Becase the permutation is rather simple, we will try to model the problem algebraically. This means representing the problem as a multivariate system of equations in $ mathbb {F} _2 $, where $ a cdot b $ means bitwise and, and $ a b $ means bitwise xor. Since the permutation above consists only of a combination of additions, xor, and rotations, every operati on is trivial to represent except addition (and subtraction).

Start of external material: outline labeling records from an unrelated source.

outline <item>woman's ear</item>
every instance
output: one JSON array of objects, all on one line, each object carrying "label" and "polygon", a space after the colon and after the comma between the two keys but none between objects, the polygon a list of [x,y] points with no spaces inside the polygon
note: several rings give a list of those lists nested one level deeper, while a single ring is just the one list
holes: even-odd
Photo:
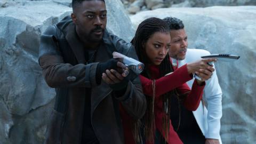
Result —
[{"label": "woman's ear", "polygon": [[141,46],[142,46],[143,49],[145,49],[145,45],[146,45],[145,42],[142,42]]}]

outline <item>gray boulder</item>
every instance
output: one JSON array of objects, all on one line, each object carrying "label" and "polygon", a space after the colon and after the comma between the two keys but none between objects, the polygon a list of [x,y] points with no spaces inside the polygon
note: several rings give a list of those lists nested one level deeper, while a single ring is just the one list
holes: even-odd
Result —
[{"label": "gray boulder", "polygon": [[[39,37],[70,14],[69,1],[6,1],[7,6],[0,7],[1,144],[43,143],[45,139],[55,94],[38,63]],[[134,30],[123,5],[119,0],[106,1],[108,29],[130,41]]]},{"label": "gray boulder", "polygon": [[193,7],[207,7],[214,5],[255,5],[255,0],[188,0]]},{"label": "gray boulder", "polygon": [[189,47],[241,56],[234,62],[215,63],[223,92],[221,137],[223,143],[255,143],[256,6],[159,9],[130,18],[137,27],[152,17],[182,20]]}]

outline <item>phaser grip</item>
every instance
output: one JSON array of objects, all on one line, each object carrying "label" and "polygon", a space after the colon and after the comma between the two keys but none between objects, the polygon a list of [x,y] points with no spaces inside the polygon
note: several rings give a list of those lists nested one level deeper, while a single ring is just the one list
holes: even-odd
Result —
[{"label": "phaser grip", "polygon": [[[215,58],[218,61],[230,62],[235,60],[238,60],[240,58],[240,56],[229,54],[212,54],[209,55],[202,56],[201,58],[203,59]],[[208,65],[212,65],[213,64],[213,61],[208,62]],[[196,74],[195,74],[194,77],[199,81],[202,80],[202,78]]]},{"label": "phaser grip", "polygon": [[114,52],[113,55],[113,58],[118,59],[135,74],[139,74],[142,72],[144,69],[143,63],[117,52]]}]

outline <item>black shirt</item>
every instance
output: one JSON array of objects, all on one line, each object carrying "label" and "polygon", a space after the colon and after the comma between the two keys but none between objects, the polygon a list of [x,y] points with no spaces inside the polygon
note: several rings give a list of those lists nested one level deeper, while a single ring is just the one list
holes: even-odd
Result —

Let $ x, y $ and $ z $ be - bit variables , and $ x_i $ (resp. $ y_i, z_i $) indicate the $ i $ th bit of $ x $ (resp. $ y, z $). One can represent - bit addition $ z=x boxplus _ {68} y $ as a recursive system:
$$ begin {align} z_0 &=x_0 y_0 newline c_0 &=x_0 cdot y_0 newline z_i &=x_i y_i c_ {i-1} newline c_i &=x_i cdot y_i c_ {i-1} cdot (x_i y_i) newline &=x_i cdot y_i c_ {i-1} cdot x_i c_ {i-1} cdot y_i end {align} $$ While this representation is quite simple, and can be represented purely as a function of the input bits, it is not good for analysis. This is because the algebraic degree, that is, the monomial $ x_i x_j dots y_k y_l dots $ with the most elements can have up to 69 variables. Working with polynomials of such high degree is not practical, due to memory and computational requirements, and therefore we do the most common trick in the business — if the system is too complex, add new variables to make it simpler: $$ begin {align} z_0 &=x_i y_i newline z_i &=x_i y_i x_ {i-1} cdot y_ {i-1} (z_ {i-1} x_ {i-1} y_ {i-1}) cdot (x_ {i -1} y_ {i-1}) newline &=x_i y_i x_ {i-1} cdot y_ {i-1} z_ {i-1} cdot x_ {i-1} z_ {i-1} cdot y_ {i-1} x_ {i-1} y_ {i-1} end {align} $$ It is clear that this is equivalent to the above by checking that $ c_ {i-1}=z_ {i-1} x_ {i-1} y_ {i-1} $. Now we add 66 extra variables for each addition, that is, $ z_i $ are actual variables in our equation system, but the algebraic degree remains 2. The equation system for subtraction is the same as with addition, with a simple reordering of the variables. Alternatively, we can explicitly write it as $$ begin {align} z_0 &=x_i y_i newline z_i &=x_i y_i (x_ {i-1} 1) cdot y_ {i-1} (z_ {i-1} x_ {i-1} y_ {i-1}) cdot ((x_ {i-1} 1) y_ {i-1}) newline &=x_i y_i x_ {i-1} cdot y_ {i-1} z_ {i-1} cdot x_ {i-1} z_ {i-1} cdot y_ {i-1} z_ {i-1} y_ {i-1} end {align} $$
Now it becomes quite straightforward to model the entire round as an equation system like above, reordering the equations such that it becomes a system of the form $$ begin {align} p_1 (x_0, dots) &=0, newline p_2 (x_0, dots) &=0, newline dots & newline p_l (x_0, dots) &=0, newline end {align} $$ which we call the algebraic normal form , or ANF, of the system.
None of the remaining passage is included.